Als er is één ding is waar deze tijd ons op wijst is het wel op adem. Onze kwetsbaarheid daarin. Het belang ervan. Ademnood is de kern van corona. Daarnaast maakte de vergeefse roep van George Floyd ‘I can’t breathe’ wereldwijd krachten los die nog niet zijn te overzien.
Adem is dé verbindende factor tussen mensen, niemand uitgezonderd. Ons levensbeginsel. Een onzichtbare verbinding die cruciaal is voor ons bestaan. Als je er een plaatje bij zou willen verzinnen, zou je je een gigantisch collectief infuus kunnen voorstellen. Iets waar we met z’n allen aan vastzitten, uiteindelijk met eenzelfde draad. Een nooit te overwinnen, definitieve afhankelijkheid.

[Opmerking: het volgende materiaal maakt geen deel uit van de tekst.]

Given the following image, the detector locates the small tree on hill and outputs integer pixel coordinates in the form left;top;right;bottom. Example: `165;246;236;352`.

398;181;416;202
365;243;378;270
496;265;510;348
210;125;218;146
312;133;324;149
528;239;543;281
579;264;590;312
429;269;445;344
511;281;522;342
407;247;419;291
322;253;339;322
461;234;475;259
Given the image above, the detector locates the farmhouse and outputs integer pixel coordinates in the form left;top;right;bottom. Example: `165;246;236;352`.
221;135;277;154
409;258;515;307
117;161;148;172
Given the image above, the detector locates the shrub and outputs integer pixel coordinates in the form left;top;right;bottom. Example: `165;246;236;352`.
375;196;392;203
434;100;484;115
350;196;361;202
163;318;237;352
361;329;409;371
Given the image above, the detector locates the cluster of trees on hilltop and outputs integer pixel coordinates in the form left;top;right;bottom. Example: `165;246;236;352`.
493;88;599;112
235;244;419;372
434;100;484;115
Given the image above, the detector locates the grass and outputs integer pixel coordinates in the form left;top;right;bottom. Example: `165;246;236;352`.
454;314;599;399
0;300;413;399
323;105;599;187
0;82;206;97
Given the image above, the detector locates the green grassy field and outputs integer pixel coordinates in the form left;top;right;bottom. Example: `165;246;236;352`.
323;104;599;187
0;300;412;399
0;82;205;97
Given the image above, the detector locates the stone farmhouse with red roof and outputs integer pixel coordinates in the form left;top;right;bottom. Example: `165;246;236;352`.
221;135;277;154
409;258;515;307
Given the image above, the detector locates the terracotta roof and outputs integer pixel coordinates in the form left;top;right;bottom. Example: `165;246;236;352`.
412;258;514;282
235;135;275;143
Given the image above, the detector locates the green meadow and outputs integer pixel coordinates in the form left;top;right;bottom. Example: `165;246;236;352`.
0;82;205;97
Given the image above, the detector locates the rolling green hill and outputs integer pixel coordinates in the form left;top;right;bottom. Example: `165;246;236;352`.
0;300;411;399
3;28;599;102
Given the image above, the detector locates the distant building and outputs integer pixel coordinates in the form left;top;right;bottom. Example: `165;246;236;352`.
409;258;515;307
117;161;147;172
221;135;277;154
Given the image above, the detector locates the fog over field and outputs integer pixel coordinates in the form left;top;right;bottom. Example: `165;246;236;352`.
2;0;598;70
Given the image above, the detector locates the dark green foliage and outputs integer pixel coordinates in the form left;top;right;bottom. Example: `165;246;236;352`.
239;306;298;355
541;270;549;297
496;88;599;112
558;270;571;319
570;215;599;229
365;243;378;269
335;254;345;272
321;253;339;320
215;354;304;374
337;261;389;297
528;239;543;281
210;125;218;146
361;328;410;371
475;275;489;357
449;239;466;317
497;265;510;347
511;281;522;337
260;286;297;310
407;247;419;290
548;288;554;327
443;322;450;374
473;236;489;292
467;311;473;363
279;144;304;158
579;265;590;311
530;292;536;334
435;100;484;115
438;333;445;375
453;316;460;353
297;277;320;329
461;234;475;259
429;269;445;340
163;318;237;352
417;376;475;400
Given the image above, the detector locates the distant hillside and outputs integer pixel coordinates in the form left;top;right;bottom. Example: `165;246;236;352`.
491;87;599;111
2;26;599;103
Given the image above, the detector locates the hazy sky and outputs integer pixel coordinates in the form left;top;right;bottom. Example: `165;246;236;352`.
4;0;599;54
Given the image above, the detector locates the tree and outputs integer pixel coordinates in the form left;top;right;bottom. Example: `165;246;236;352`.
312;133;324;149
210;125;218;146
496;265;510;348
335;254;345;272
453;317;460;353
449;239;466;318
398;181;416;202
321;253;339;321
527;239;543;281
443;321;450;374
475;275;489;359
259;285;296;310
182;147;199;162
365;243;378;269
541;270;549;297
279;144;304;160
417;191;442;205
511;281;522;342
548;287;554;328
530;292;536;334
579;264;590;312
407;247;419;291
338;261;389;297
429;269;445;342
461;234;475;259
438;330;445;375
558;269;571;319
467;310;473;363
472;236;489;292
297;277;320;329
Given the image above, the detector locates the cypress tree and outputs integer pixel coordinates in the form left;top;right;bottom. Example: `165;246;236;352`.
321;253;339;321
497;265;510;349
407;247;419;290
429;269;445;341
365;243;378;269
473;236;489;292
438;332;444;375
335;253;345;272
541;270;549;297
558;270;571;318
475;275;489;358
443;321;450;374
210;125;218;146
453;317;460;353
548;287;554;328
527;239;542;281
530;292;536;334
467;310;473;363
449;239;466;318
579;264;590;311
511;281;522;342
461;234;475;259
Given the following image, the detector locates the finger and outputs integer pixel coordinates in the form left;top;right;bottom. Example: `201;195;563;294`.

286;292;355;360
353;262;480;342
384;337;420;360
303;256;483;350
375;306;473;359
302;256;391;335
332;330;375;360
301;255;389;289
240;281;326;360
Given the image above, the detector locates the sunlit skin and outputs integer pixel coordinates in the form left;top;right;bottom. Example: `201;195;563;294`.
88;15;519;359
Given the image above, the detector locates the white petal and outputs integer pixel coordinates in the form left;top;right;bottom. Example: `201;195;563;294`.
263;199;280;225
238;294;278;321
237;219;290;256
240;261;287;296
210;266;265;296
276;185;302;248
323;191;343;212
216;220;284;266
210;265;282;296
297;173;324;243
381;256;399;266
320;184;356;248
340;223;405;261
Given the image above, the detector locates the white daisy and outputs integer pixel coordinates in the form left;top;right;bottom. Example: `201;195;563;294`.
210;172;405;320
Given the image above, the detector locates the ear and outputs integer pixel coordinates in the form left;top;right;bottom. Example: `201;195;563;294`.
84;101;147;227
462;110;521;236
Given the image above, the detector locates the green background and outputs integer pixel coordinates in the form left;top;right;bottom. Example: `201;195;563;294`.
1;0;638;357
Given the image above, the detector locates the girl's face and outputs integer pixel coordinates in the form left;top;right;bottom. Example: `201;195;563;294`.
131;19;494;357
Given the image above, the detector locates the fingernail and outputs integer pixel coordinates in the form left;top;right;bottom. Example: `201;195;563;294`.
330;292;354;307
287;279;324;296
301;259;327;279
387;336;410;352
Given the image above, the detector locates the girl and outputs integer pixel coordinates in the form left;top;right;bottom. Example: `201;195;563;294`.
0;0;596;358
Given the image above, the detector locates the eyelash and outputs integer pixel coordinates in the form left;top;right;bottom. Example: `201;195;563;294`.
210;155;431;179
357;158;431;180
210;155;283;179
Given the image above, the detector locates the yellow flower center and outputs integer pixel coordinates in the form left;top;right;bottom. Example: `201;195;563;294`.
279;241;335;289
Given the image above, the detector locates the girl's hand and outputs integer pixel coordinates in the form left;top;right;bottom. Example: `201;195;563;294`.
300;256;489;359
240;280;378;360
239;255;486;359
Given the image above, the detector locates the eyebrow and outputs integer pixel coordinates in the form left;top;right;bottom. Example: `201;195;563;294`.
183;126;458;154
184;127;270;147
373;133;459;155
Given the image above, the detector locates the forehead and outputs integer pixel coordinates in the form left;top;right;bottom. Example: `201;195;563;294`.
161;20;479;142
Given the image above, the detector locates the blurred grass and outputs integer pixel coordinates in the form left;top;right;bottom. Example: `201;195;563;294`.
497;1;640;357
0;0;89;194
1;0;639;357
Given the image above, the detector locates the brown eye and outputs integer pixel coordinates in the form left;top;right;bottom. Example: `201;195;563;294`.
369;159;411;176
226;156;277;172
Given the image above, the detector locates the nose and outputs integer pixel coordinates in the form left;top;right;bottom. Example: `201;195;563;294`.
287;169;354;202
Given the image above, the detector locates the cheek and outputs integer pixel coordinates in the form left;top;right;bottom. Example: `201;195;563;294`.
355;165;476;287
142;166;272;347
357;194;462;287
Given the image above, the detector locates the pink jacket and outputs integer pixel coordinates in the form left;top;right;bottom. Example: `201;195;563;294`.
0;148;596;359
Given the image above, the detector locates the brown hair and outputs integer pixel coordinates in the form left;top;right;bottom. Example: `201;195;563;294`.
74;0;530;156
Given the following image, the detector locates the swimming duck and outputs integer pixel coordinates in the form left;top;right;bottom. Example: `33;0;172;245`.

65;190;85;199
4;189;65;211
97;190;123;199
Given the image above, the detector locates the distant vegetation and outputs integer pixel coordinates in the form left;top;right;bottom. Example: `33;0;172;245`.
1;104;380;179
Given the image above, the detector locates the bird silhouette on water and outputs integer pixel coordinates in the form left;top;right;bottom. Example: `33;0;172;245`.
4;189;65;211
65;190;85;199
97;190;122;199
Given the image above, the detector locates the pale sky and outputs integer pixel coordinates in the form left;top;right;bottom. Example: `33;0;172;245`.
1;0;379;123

Ademhalen. We staan er meestal niet bij stil omdat het vanzelf gaat. Als we bezig zijn, in hevige emoties zijn verwikkeld maar ook tijdens het slapen. Toch halen we de adem. Waarvandaan? Wie adem zegt, zegt lucht. Specifieke organen waarmee we zijn uitgerust stellen ons in staat lucht binnen te laten in ons fysieke systeem en deze weer uit te laten uitstromen nadat het werk is gedaan. Dit klinkt rustig en mooi. Maar in de praktijk kan het ook anders voelen. We kunnen het wel eens benauwd hebben. Het kan ergens bedompt zijn. Soms moeten we een luchtje scheppen. Of zijn we na een verzoenend gesprek helemaal opgelucht. Aan de andere kant kan een landschap of prestatie op een positieve manier adembenemend zijn, zo mooi…
In het fysieke vlak betekent ademen een voortdurende verversing van lucht en daarmee een reiniging. Iets krachtigs en schoons komt binnen (hier zal niet worden ingegaan op het milieu, al kan dat verhaal prima dienen als achtergrond van deze beschouwing). Als dat iets klaar en verbruikt is, verdwijnt het weer naar buiten.
Nu is het in de bovenstroom van onze cultuur bepaald geen gewoonte om fysieke verschijnselen met geestelijke processen te verbinden. De wetenschap – alleen het bewijsbare telt ! – heeft nu eenmaal het laatste woord gekregen en dat is jammer. Zo ook in het geval van de ademhaling. Door deze immers als metafoor op te vatten van iets wat op psychisch vlak óók plaatsvindt, schep je een kader dat aardige denkstof biedt. Anders gezegd: hoe staat het met de geestelijke lucht die wij inademen? Wij als individuen, als volk, maar ook wij als mensheid?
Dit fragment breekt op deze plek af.